As we only picked single colonies from the plates where the swabs were cultivated, this study does not allow to determine whether strain heterogeneity was present on any sample time. Thus, it is not possible to conclude whether the difference in strains observed were actual replacement or due to concomitant carriage where one ST was sampled at one time and the other ST was sampled the next time. A study picking up to 20 individual colonies from the original plate, found carriage of multiple clones in about 1.4% of meningococcal carriers [9]. This study used 15 variable-number tandem repeats (VNTR) loci for differentiating between clones, a method more likely to underestimate than overestimate the number of clones, as compared to WGS. In the individual where three different strains were identified in five weeks, concomitant carriage of all three strains cannot be excluded and concomitant carriage of at least two of these strains at a given time is highly likely. The high frequency of recombination in some genes also suggests that concomitant carriage of more than one clone is more common than previously believed. This should be further investigated by the use of WGS to analyze multiple colonies from the same sample.

Although we cannot conclude how common strain replacement is in the general population of meningococcal carriers based on this study, as the individuals were chosen based on the availability of two paired meningococcal isolates, the change of strain in 4 out of 50 (8%) of the individuals shows that meningococcal carriage in an African population is dynamic and the likelihood of concomitant carriage is quite high.
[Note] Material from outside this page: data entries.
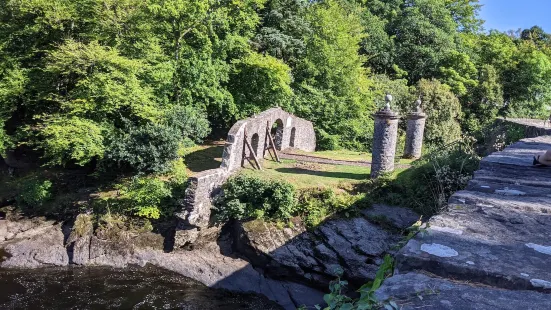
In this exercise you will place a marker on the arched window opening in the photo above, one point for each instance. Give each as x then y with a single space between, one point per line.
292 139
277 133
254 143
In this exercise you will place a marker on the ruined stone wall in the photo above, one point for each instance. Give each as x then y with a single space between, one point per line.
289 132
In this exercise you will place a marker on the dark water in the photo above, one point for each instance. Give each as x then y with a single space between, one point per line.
108 288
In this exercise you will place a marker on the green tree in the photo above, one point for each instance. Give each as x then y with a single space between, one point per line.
443 112
260 82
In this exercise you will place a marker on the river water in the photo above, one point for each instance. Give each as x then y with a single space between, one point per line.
109 288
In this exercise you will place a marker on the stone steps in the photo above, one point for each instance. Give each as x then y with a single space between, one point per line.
495 239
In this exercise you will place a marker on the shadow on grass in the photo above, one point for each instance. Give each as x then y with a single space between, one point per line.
204 159
326 174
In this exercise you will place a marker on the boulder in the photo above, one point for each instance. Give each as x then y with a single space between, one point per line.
355 246
419 291
43 247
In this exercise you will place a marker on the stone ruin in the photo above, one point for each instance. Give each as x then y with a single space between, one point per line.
248 142
288 132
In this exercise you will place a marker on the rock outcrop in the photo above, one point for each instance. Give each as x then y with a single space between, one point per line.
355 245
496 232
417 291
213 263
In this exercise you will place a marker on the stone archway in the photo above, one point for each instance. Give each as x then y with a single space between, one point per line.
292 139
277 133
254 143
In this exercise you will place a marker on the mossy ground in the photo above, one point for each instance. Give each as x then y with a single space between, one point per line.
300 174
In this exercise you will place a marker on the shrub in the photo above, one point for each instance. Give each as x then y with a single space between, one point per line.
35 192
247 197
443 111
149 149
427 186
315 205
190 121
145 197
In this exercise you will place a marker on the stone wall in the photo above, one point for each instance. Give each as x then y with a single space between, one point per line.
532 127
289 132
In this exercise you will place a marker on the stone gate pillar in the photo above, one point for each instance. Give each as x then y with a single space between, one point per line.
415 131
384 140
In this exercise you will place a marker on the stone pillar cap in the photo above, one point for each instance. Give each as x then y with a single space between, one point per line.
386 113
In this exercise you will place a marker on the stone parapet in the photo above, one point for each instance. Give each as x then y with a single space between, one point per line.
414 135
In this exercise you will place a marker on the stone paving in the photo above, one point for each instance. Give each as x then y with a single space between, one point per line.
492 248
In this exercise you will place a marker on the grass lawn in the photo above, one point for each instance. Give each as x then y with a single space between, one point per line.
301 174
346 155
309 175
204 157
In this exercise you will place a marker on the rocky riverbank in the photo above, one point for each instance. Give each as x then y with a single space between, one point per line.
288 265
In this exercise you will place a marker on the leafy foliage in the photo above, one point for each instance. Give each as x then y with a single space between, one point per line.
144 196
247 197
427 186
338 300
149 148
74 139
35 192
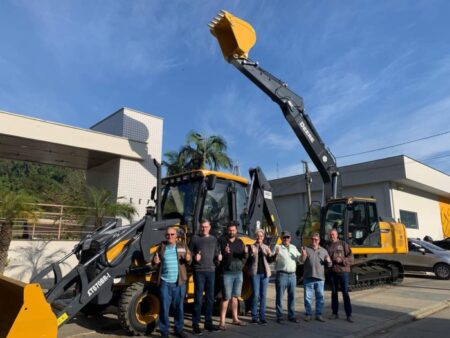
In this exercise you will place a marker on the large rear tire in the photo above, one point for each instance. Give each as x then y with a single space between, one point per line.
139 309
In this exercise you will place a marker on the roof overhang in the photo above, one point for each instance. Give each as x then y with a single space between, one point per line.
30 139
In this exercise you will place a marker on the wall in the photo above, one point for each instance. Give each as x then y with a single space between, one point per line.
427 208
27 258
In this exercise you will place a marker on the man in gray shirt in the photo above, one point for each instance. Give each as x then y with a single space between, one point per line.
314 258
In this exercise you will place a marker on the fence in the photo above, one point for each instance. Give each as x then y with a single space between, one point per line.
54 222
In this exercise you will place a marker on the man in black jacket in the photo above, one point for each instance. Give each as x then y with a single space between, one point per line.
234 256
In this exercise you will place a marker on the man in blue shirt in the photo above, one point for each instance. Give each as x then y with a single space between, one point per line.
172 258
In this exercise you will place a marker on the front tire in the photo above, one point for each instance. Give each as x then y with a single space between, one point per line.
139 309
442 271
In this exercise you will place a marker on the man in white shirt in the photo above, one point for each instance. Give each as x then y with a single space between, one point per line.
286 260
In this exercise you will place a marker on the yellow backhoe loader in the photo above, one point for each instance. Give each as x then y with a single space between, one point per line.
114 260
356 219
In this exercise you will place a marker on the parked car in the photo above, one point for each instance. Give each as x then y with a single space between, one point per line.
444 244
424 257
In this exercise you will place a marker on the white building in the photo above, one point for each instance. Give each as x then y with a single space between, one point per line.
117 152
405 189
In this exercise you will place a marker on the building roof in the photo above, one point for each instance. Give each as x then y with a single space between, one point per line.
402 170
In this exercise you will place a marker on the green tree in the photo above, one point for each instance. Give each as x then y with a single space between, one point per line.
210 151
13 205
174 162
100 203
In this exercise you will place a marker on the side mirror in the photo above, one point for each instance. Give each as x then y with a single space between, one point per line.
211 182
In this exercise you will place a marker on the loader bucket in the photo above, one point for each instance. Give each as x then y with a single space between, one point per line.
236 37
24 311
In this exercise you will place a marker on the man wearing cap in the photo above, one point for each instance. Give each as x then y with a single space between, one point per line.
286 258
314 258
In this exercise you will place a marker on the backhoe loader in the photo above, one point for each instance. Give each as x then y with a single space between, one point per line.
114 261
355 218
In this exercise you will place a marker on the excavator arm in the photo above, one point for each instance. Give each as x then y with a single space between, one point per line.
234 35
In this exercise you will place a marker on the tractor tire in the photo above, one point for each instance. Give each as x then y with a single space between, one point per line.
138 309
442 271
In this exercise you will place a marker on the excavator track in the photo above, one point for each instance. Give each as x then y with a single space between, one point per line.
375 273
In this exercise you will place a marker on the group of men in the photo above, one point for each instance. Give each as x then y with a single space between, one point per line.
206 254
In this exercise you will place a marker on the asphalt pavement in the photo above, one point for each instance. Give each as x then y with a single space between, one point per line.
378 312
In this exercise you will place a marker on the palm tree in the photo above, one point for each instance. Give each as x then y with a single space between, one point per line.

In comparison, a European study of teenagers in 2008 found that 36.7% of those who remained carriers over a period of 23 weeks acquired a new strain during that period [75]. The same study also found one individual out of 72 who carried 3 different strains over a period of 6 months [75]. However, this study used serological, capsule PCR and pulse field gel electrophoresis (PFGE) analyses, which are less discriminatory than WGS and strain changes within serogroups or PFGE-groups would not have been discovered. Taking the relatively short duration and a lower number of individuals in our study, our findings might be an indication that strain replacement is more common in this population. A recent study in several African countries, also using traditional MLST typing, found that 4% carried different strains on visits about one month apart [25]. Further studies using WGS are therefore necessary to understand the dynamics and carriage of heterogeneous strains, and to what extent there are differences within different host populations or strains of Neisseria.

Conclusions

High resolution genome-wide sequence typing is necessary to resolve the diversity of meningococcal isolates and reveals genetic differences not discovered by traditional typing schemes. WGS should be the method of choice for strain characterization, as the technology has improved and costs decreased. The most frequently changed genes were genes belonging to the pilin family, the restriction/modification system, opacity proteins and genes involved in glycosylation. The most frequent mechanisms of change were phase variation and recombination. There were about twice as many allelic differences between unpaired isolates from different individuals as in paired isolates within each ST, which may be explained by difference in time or by distinct, unknown selection pressure driven by the immune systems of these individuals.